The Metropolitan Opera's cheesy-looking production of Massenet's opera still works as a vehicle for star Renee Fleming.

By New York City
Renée Fleming and Thomas Hampson in Thais
(© Ken Howard)
Renée Fleming and Thomas Hampson in Thais
(© Ken Howard)
The Egyptian desert serving as ascetic home to the priests and nuns in Jules Massenet's 1894 opera Thais, adapted from Anatole France's satirical novel, can be taken as a metaphor for the dry stretches found not only in much of the composer's writing, but also in John Cox's Metropolitan Opera production. There simply isn't a lot to look at: some dunes, a palm tree or three (the palms are gilded as if supposedly prospering in the Alexandria locale) and a couple of staircases for star Renee Fleming to descend in sumptuous Christian Lacroix costumes.

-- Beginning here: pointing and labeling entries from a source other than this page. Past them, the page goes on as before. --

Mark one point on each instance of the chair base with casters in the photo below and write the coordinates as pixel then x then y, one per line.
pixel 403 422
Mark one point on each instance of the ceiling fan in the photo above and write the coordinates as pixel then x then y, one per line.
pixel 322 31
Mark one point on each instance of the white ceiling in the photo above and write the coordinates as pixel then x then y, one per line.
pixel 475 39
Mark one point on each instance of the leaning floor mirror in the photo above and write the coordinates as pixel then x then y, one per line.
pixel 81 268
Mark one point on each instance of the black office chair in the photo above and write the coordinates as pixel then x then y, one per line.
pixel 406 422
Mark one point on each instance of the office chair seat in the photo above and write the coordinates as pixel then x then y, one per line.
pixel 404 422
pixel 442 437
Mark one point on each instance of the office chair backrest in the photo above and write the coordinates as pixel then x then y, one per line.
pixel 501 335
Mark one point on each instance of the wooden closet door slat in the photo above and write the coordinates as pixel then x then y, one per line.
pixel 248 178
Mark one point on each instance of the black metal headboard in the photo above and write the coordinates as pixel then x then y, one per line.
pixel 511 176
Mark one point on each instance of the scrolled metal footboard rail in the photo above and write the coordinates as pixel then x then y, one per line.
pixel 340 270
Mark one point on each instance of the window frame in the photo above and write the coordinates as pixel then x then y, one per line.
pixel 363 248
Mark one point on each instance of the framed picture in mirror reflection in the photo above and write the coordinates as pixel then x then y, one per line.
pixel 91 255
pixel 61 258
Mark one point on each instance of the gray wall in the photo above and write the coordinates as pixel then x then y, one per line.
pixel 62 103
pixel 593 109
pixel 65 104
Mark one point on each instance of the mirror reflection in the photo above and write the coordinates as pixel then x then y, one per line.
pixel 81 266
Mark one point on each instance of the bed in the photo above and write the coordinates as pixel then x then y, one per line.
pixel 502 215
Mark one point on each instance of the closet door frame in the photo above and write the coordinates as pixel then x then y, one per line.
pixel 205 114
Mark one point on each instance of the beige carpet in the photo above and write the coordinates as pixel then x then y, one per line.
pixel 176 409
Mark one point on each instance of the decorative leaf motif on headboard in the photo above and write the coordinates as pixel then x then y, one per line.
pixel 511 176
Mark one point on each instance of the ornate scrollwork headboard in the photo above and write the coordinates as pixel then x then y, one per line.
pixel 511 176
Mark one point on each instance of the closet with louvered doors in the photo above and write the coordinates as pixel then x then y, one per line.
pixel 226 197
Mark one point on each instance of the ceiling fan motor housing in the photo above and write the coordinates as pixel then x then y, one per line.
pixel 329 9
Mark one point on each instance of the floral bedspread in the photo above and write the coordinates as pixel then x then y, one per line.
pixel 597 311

This slightly cheesy-looking 2002 undertaking has been borrowed from the Lyric Opera Chicago as a Fleming showcase, and patrons who toughed out the opening performance got enough of the soprano singing with golden radiance to justify their time and trouble. Fleming, who acted the role quite well, had no trouble getting to the gorgeous final high D of the work's most famous aria, "Dis-moi que je suis belle." The desperation Fleming conveyed while singing and pacing the stage as a courtesan fearing the deterioration of her beauty is a testament to the diva's continuing diva-hood. Her Thais is a woman who needs her mirror so violently that she hugs it.

The opera's two-handed scenes between sybaritic Thais and Cenobite monk Athanael (Thomas Hampson) show Massenet at his darkly melodious -- but in no way satirical -- best. Athanael has made it his mission to convert Thais to Christianity and thereby save her tarnished soul, and the several lengthy exchanges during which he accomplishes his task -- but eventually regrets his disdain for pleasures of the flesh -- are subtle, yet passionate.

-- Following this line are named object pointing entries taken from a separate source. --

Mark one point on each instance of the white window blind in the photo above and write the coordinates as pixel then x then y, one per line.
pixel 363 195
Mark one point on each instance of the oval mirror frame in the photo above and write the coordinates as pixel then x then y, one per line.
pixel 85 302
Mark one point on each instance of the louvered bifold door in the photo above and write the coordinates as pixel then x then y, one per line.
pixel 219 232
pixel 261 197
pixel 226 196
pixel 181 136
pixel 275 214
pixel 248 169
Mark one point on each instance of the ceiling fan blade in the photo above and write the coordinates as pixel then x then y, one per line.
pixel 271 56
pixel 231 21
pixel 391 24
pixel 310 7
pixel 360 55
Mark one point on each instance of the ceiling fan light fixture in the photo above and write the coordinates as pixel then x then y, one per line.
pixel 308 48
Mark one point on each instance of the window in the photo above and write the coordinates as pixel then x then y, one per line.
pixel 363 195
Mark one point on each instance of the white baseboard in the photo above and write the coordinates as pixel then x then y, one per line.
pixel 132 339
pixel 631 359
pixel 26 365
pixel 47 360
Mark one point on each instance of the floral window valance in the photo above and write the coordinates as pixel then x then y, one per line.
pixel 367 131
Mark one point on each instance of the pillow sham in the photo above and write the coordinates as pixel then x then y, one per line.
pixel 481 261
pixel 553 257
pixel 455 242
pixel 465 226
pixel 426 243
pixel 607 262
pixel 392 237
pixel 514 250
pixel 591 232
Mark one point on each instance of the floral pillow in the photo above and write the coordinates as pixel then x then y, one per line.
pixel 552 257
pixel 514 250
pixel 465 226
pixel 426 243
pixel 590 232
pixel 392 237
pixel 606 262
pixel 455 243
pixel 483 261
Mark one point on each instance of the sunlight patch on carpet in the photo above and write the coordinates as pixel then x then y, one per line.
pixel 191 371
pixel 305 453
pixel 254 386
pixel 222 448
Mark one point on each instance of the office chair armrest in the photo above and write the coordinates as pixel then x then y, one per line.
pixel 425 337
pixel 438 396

While the orchestra thrums, Fleming gets the passion, as does Hampson, whose singing is less than its most striking and shows signs of a weakening vibrato. The final scene -- when Thais is about to go to the God whom she's discovered but Athanael realizes he desires Thais' body as much as her spiritual well-being -- contains Massenet's choicest composing, and its conflicting anxiety and serenity is conducted exquisitely by Jesus Lopez-Cobos. The other musical peak is the "Meditation" played between acts two and three, here done by David Chan, who will have listeners thinking of him as comparable to the most supreme violin soloists.

Much of Massenet's score may not necessarily be as dry as desert sand, but it does occasionally contain the music equivalent of some of those eventually boring Saharan vistas. The happenstance doesn't help the effectiveness of Michael Schade, who plays Thais' erstwhile fiance in a martinet's mustache, Alain Vernhes as head Cenobite monk Palemon, or the relatively small choral ensembles. Moreover, Cox's direction only complicates matters when more than Fleming and Hampson are populating the sometimes cramped and awkward sets. Nonetheless, the opera ultimately remains a soprano's vehicle that Fleming rides with glory.